Deepfake videos use artificial intelligence to alter faces or to make people say things they never did.
The database includes 3,000 AI-generated videos that were made using various publicly available algorithms.
Over the past year, generative algorithms have become so good at synthesizing media that what they produce could soon become indistinguishable from reality.
Experts are now racing to find better methods for detecting these so-called deepfakes, especially with the 2020 US presidential election and a possible Uk General Election approaching.
The search giant hopes it will help researchers build the tools needed to take down “harmful” fake videos.
There are fears such videos could be used to promote false conspiracy theories and propaganda.
Deepfake videos look and sound so authentic, they could be used for highly convincing disinformation campaigns in the upcoming election campaigns. They could also cause countless issues for individuals like celebrities whose faces can be used to create fake pornographic videos that look authentic.
Google worked with 28 actors to record videos of them speaking, making common expressions, and doing mundane tasks. It then used publicly available deepfake algorithms to alter their faces.
Earlier this month, Facebook announced that it would be releasing a similar database near the end of the year. The news followed the release of a doctored video showing Facebook founder Mark Zuckerberg. In the clip, he appears to boast about his power over billions of people’s data. It’s clear that the voiceover is not Zuckerberg’s actual voice and his motions are stiff, but it shows what is possible and what it means for tech companies and leaders all over the world.

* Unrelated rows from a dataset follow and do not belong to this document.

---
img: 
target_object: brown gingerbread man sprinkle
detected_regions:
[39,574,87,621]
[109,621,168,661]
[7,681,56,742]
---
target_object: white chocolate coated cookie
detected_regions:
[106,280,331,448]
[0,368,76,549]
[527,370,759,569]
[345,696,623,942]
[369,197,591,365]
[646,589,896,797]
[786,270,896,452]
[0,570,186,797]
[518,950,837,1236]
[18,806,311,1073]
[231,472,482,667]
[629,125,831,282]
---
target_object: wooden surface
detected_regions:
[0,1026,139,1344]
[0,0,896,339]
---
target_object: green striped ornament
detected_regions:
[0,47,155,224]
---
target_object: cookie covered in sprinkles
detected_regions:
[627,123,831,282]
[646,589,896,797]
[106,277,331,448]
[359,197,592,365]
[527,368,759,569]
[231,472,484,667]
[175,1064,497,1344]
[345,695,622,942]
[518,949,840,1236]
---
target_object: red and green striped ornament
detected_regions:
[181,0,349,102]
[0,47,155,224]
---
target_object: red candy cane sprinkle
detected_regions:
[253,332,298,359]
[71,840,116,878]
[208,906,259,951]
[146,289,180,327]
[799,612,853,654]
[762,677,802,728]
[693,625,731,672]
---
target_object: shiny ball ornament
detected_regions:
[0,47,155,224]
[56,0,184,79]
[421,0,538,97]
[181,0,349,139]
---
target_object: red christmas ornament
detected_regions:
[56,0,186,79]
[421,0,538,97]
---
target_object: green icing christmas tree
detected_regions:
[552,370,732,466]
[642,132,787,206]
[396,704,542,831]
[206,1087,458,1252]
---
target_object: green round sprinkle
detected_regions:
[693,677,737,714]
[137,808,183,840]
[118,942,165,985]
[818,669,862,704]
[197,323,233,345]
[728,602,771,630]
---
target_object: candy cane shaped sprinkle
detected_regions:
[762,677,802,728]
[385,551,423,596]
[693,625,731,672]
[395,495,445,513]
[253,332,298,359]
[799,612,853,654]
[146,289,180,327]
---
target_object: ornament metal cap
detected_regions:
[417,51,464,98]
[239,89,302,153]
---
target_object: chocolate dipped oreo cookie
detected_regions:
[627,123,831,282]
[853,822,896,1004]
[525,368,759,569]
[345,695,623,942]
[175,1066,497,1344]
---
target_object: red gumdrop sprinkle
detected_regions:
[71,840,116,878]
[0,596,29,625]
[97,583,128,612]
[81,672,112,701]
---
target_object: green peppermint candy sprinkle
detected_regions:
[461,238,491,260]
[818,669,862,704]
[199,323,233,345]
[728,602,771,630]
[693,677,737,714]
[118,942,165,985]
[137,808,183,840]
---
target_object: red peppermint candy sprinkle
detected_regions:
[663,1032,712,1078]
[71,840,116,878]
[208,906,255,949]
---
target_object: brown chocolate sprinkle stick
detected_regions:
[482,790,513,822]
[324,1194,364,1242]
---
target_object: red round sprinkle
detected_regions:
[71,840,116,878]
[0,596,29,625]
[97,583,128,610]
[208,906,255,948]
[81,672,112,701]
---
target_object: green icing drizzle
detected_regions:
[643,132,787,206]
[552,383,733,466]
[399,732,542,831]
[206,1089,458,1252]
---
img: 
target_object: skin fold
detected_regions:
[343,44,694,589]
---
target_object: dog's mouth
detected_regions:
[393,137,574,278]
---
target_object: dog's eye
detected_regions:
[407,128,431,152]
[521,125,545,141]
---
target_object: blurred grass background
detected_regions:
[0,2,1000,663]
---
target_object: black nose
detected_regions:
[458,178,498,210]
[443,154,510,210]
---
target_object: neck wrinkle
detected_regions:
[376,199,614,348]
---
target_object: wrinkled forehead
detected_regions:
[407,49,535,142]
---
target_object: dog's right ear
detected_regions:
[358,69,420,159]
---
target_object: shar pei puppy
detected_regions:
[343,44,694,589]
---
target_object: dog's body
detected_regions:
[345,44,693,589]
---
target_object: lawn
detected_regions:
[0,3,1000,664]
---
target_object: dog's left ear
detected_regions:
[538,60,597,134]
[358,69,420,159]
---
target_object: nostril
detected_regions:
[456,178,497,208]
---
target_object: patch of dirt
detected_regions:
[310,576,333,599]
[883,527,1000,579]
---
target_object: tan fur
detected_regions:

Away from the controversy, the practice of Deepfakes also has huge potential for the entertainment industry. One YouTube channel ‘Ctrl Shift Face’ has imposed David Bowie into Rick Astley’s hit ‘Never Gonna Give you Up’.
Another set of clips show US comedian and Actor Bill Hader ‘transform’ into other celebrities when he impersonates them.
In January, an academic team led by a researcher from the Technical University of Munich created one called FaceForensics++ by performing four common face manipulation methods on nearly 1,000 compiled YouTube videos. With each of these data sets, the idea is the same: to create a large corpus of examples that can help train and test automated detection tools.
In a blogpost, describing its work, Google said: “Since the field is moving quickly, we’ll add to this dataset as deepfake technology evolves over time and we’ll continue to work with partners in this space.
“We firmly believe in supporting a thriving research community around mitigating potential harms from misuses of synthetic media. While many are likely intended to be humorous, others could be harmful to individuals and society.”